Yöremizde ilk önce mercimekler yetişir. Mercimekler genelde el ile yolunmaktadır. Daha sonra da arpalar yetişir (olgunlaşır). Arpaları biçmeye başlayan köylüler ardından da buğday dermeye başlarlar. Arpalar derilirken buğdaylar firik olmuş demektir. Firik olmuş buğdaydan da arpa ve mercimek derenler tarafından toplanarak bir küçük yığın ot ile birlikte bunu üterler. Buna Firik ütmek denir. Bu firik de ırgatlar tarafından bir yere toplanır. Sonrada avuç ile veya bir bez parçasının içine konularak ovularak içindeki kavurgaya benzemiş bir halde kavrulan buğday tanelerini avuç avuç yerler. Hatta bunun pilavı (aşı) yapılmaktadır. Buğday biçmeye başlanıldığı zaman da herkes evindeki nüfusuna göre ırgatı olur. (IRGAT: Ekin biçen kişi demektir) ya bu ırgatlar yalnızca kendi tarlalarındaki ekini biçerler veyahut KEŞİK adı verilen bir imece usulü ile birbirine yardım ederler. Hangi evin hangi tarlası yetmiş ise giderek hep beraberce o yetkin ekini biçerler. Ve ardından da diğer tarlaları böylece biçerler, buna Keşik etme usulü adı verilir.

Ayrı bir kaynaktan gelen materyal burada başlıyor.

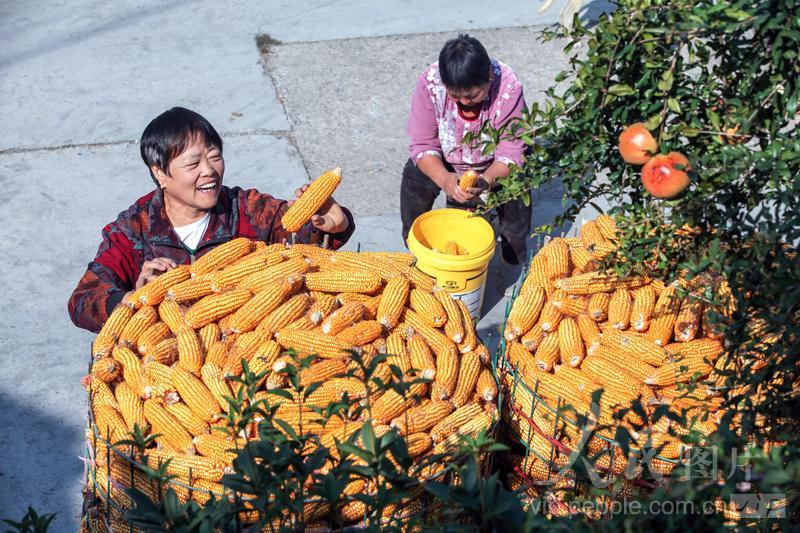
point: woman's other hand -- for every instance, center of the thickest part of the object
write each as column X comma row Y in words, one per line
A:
column 330, row 218
column 153, row 268
column 451, row 188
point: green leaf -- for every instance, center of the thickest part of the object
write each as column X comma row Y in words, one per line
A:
column 619, row 89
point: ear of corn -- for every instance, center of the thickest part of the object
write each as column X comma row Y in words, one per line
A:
column 195, row 394
column 145, row 317
column 311, row 200
column 619, row 309
column 213, row 307
column 395, row 296
column 132, row 370
column 311, row 342
column 570, row 345
column 468, row 180
column 361, row 333
column 130, row 406
column 345, row 316
column 453, row 327
column 221, row 256
column 446, row 378
column 524, row 313
column 172, row 434
column 428, row 308
column 284, row 315
column 421, row 356
column 468, row 371
column 187, row 418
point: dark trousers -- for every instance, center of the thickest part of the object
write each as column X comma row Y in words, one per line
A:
column 418, row 192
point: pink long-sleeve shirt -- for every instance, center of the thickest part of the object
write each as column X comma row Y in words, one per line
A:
column 436, row 127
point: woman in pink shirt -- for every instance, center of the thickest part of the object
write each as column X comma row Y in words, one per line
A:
column 456, row 95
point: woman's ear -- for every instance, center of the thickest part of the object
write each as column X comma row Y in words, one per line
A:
column 160, row 176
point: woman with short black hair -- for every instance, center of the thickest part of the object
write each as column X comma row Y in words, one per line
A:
column 454, row 96
column 188, row 214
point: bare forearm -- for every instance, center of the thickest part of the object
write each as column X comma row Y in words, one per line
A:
column 496, row 170
column 432, row 166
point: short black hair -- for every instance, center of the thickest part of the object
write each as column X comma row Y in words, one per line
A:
column 169, row 133
column 464, row 63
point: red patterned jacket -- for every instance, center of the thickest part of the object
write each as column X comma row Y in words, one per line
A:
column 143, row 232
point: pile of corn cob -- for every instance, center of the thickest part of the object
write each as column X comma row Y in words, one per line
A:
column 574, row 330
column 167, row 358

Yöremizde hala Orak (Galıç) ile ve tırpan ile biçilmektedir. Traktör sayısının artmasıyla da traktörlü ekin makineleriyle ekin biçme işi de artmış durumdadır. Ekin biçmeye genellikle sabahın erken saatlerinden gidilir. Birçoğu öğle sırası ve kuşluk vaktinde yiyecekleri yemeklerini kendileri götürürken büyük çoğunluk da evinde küçük çocuğu olanlar bir eşek (merkeble) kuşluk vaktinde su testileri (Boduş) ile birlikte tarlaya gönderilir ki buna AZIK (Götürme) adı verilir. Azıkların vazgeçilmez yiyeceklerinden birisi ağartı (yoğurttur) dır. Bilindiği gibi yoğurt sıcak güneş ışınlarının zararlarına karşı vücudun direncini artırmaktadır. Ve güneş çarpmalarını da önlemektedir.

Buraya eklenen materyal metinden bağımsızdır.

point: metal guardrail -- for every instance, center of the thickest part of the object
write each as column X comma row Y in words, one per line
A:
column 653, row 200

Sabahleyin erkenden tarlaya giden ırgatlar “besmele” çekerek tarladaki ekini dermeye başlarlar. Bu ekin dermeye Çıkın tutma adı verilir. Çıkın tarladaki ırgat sayısına göre küçük veya büyük olabilmektedir. Ekini biçenler (ırgatlar) den çıkının (çıkımın) ekin tarafından bulunan kısmına HON adı verildiği gibi. Bu kısımda duran kimseye de HONCU (Huncu) adı verilir ki “Yöremizdeki anlamı Önde giden, öncü anlamlarına gelir. Tarlanın başında tutulan çıkımın en son kısmında duran kimseye Pöçükçü denildiği gibi, bu kısma da Pöçük adı verilmektedir. Ekin biçen kişinin yani ekinci’nin avucunun içi doluncaya kadar biçmiş olduğu ekin tutamına TUTAM veya PIRNAT adı verilir. Eskiden olduğu gibi günümüzde de Ellik adı verilen ağaçtan yapılmış ve parmaklara takılarak avuç içine alınan ekinin daha fazla alınması için kullanılan bir araçtır.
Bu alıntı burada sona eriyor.